29日から窯焚きの予定だったが、大型台風が通過しそうなので、延期することにした。こんなことは、28年間で初めてのことだ。
標高400メートルの山の尾根は、やたらと強い風が吹く。恐ろしくて近くのホテルへ逃げ込んだことがあるくらいだ。
数年前の11月、台風は上陸しないで沖を通過したのだが、山の木が相当倒れた。特に山桜が多かった。伊東、網代あたりでは、屋根が飛んでしまう被害が出たくらいだ。瞬間風速4,50メートルはあったのではないか。
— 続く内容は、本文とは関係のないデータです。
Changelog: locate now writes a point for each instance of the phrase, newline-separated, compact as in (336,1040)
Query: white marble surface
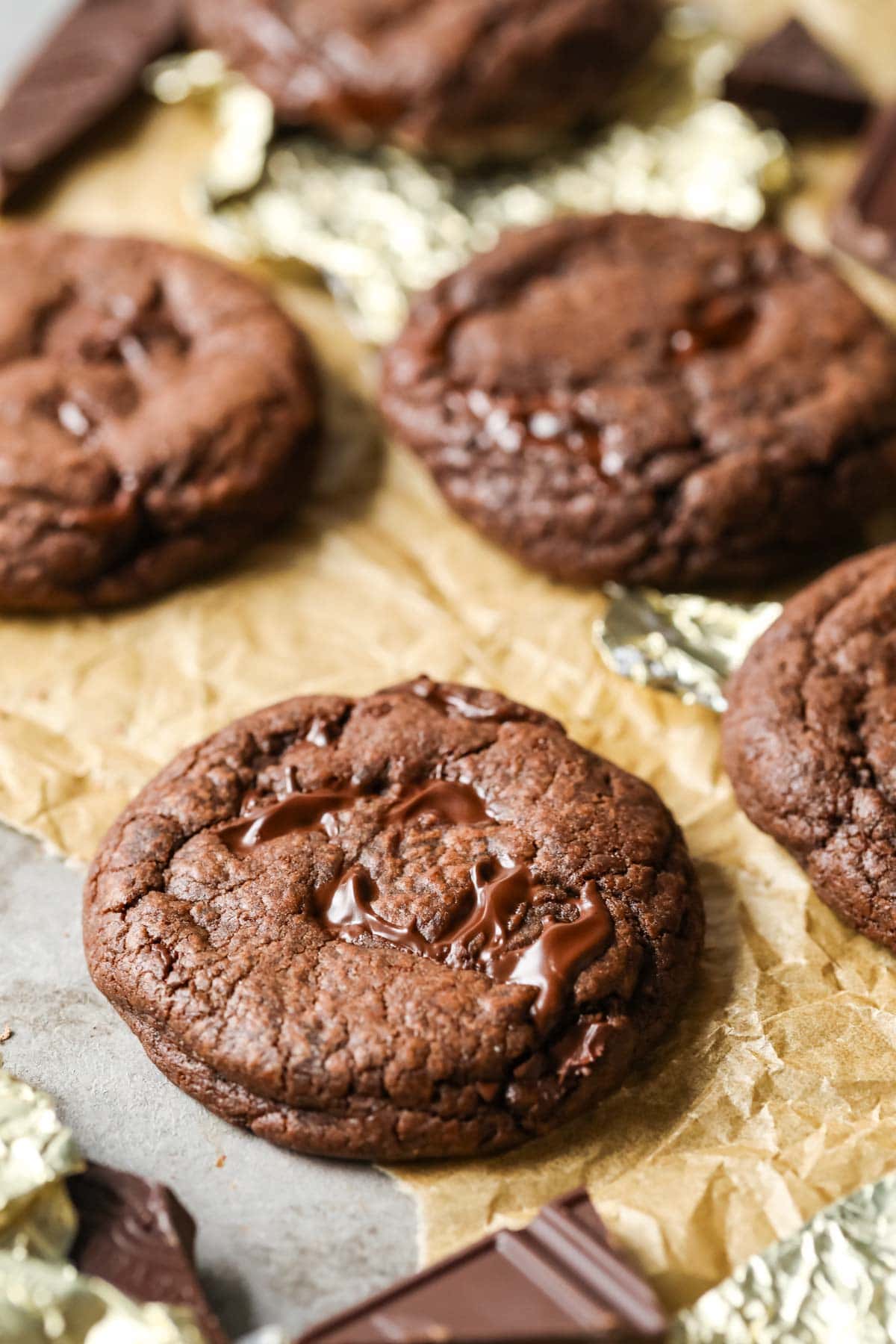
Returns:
(281,1238)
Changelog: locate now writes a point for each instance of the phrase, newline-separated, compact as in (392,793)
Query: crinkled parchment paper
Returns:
(777,1095)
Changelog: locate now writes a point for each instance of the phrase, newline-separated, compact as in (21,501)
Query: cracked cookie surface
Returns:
(458,78)
(650,401)
(158,413)
(335,921)
(809,738)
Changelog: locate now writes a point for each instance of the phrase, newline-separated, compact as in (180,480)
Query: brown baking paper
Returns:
(777,1095)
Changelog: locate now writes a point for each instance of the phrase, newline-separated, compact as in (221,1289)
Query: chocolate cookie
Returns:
(415,925)
(158,413)
(450,77)
(650,401)
(809,738)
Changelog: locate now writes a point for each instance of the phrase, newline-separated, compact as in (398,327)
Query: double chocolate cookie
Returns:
(158,413)
(650,401)
(810,739)
(414,925)
(450,77)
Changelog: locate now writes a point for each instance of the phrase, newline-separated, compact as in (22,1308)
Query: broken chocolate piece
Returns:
(865,225)
(87,67)
(137,1236)
(803,87)
(558,1280)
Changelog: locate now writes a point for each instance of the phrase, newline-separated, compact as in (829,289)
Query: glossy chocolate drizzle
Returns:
(500,895)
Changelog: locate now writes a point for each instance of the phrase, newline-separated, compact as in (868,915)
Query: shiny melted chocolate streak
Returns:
(499,897)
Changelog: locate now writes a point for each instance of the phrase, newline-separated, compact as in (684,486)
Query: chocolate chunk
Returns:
(797,82)
(137,1236)
(865,225)
(556,1280)
(87,67)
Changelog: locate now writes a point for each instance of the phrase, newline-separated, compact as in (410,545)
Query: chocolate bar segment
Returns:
(793,80)
(136,1236)
(87,67)
(865,225)
(558,1280)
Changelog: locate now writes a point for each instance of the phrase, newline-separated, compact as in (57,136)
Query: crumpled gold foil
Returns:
(381,225)
(833,1283)
(679,641)
(42,1297)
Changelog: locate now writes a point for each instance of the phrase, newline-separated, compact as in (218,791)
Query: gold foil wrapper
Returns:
(42,1297)
(382,225)
(833,1283)
(680,641)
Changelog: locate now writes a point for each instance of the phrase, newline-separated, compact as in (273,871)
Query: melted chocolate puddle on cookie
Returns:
(550,964)
(500,895)
(294,812)
(458,804)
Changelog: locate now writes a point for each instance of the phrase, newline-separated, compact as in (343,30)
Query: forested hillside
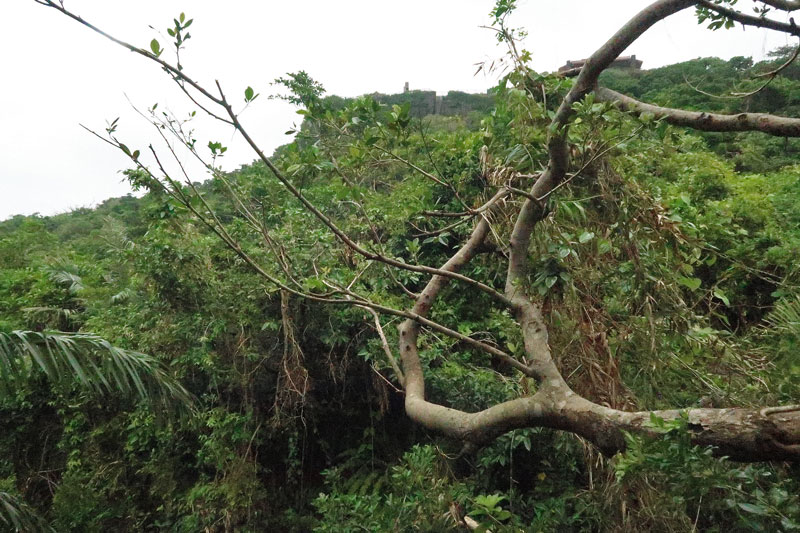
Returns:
(666,265)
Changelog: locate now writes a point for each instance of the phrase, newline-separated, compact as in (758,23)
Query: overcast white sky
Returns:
(57,74)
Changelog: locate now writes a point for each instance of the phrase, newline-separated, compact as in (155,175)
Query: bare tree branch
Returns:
(700,120)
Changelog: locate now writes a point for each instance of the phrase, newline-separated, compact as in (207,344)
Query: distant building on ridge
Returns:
(627,62)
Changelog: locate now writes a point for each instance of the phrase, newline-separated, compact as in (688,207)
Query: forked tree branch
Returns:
(746,434)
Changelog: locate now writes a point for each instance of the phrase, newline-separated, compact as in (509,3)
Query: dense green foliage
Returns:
(668,265)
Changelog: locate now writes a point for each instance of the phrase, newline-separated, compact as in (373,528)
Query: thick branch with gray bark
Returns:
(703,121)
(744,434)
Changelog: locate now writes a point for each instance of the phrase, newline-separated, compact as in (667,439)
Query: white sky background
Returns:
(56,74)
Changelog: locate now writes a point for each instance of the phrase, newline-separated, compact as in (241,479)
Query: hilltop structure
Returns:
(626,62)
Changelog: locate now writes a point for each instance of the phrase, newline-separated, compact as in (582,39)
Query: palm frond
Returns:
(19,516)
(93,361)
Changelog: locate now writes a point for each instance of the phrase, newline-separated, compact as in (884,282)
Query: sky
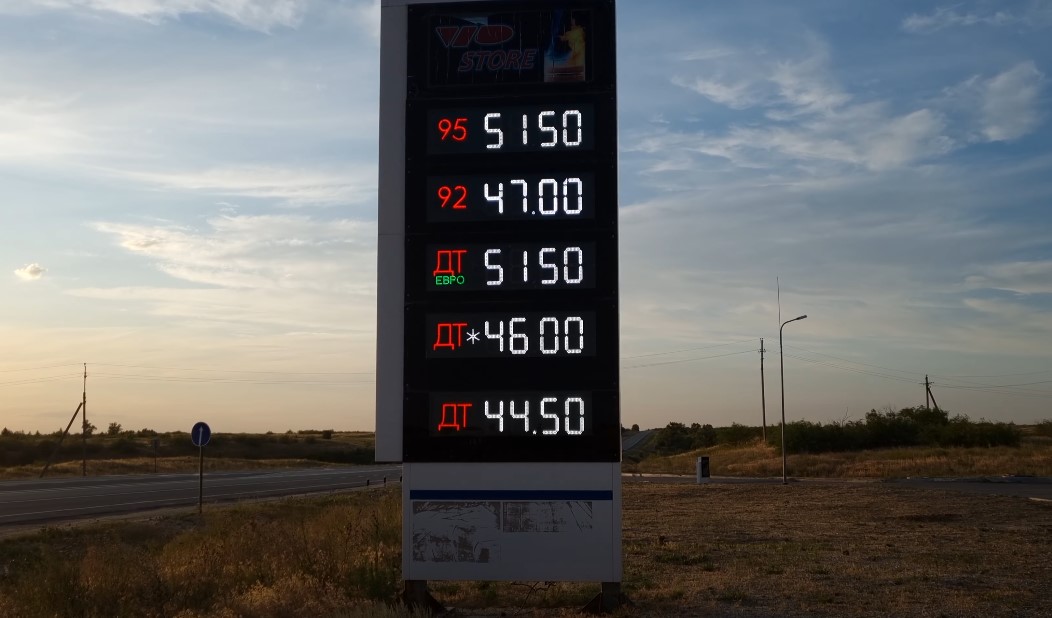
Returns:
(188,205)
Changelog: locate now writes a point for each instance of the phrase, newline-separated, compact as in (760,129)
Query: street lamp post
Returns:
(783,372)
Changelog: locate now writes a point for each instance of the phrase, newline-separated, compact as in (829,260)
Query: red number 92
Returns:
(456,130)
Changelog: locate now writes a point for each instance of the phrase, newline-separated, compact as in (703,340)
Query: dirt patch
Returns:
(844,550)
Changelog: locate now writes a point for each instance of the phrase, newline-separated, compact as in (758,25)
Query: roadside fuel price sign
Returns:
(511,232)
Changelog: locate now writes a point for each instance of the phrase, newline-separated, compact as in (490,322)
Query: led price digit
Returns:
(456,130)
(572,409)
(447,193)
(568,133)
(551,195)
(503,335)
(572,327)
台風と言えば、昭和33年の狩野川台風を思い出す。私の家は山の手だったので被害はなかったが、台風のあと学校に行ってみると、教室の机に花が活けられていた。確か、2つか3つだったと思う。小学2年生だったから、大して気にも留めなかったが、今そのことを記憶しているということは、意外とショックだったのかもしれない。なんと1269名が亡くなったのだ。
最近、奄美大島で大雨の被害が報じられているが、私はテトラポットを作るアルバイトで1,2か月住んだことがある。その時に聞いた話だが、
台風の通過中、余りに風が強くて危険なので、工事現場の飯場から町へ非難することにしたそうだ。その時、止めてあった車が宙に舞ってひっくり返ったそうだ。その人たちの車は、人が乗っていた重みで助かったのだが、瞬間風速70メートルあったそうだ。
子供のころは、台風が接近すると、内心喜んだものだ。学校が休みになるし、川の水かさが増えて行くのを見に行ったり、停電のためロウソクの明かりで食事をするのが楽しかった。親の庇護下にいるということは、実に有難い。
この句、私の師匠・多留男先生の句だが、「日本固有の台風と茶漬けが合っていて、戸主の緊迫感がよく表れている」と、句会で西東三鬼に誉められたそうである。